Non Commutative Field Theories and Integrable Models in 2d

TL;DR

This paper investigates noncommutative extensions of integrable 2D field theories, showing that some deformations lose integrability while others can be consistently defined with additional constraints and conserved charges.

Contribution

It demonstrates how to construct integrable noncommutative versions of certain 2D models using a generalized zero-curvature approach, highlighting which models remain integrable.

Findings

Moyal deformations of sG and shG are not integrable due to particle production.

Noncommutative sG and shG models can be made integrable with extra constraints.

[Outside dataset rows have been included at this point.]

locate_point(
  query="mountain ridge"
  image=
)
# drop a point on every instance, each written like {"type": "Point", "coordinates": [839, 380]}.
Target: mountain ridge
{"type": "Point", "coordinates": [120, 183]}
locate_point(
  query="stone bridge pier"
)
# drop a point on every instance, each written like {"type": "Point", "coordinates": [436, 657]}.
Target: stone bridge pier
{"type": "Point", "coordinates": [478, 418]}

Noncommutative PCM remains integrable with non-trivial conserved charges.

Abstract

We study the noncommutative extensions of certain integrable field theories, namely the sine- and sinh-Gordon (sG and shG) models, and the U(N) principal chiral model (pcm). We argue that the Moyal deformations of the sG and shG models are not integrable, by looking at tree-level amplitudes where there is particle production. By considering the noncommutative generalization of the zero-curvature method, it is possible to define integrable versions of the noncommutative sG and shG models, which introduce extra constraints. The noncommutative pcm is shown to be integrable and we discuss the existence of non-trivial non-local conserved charges, and the associated noncommutative zero-curvature condition.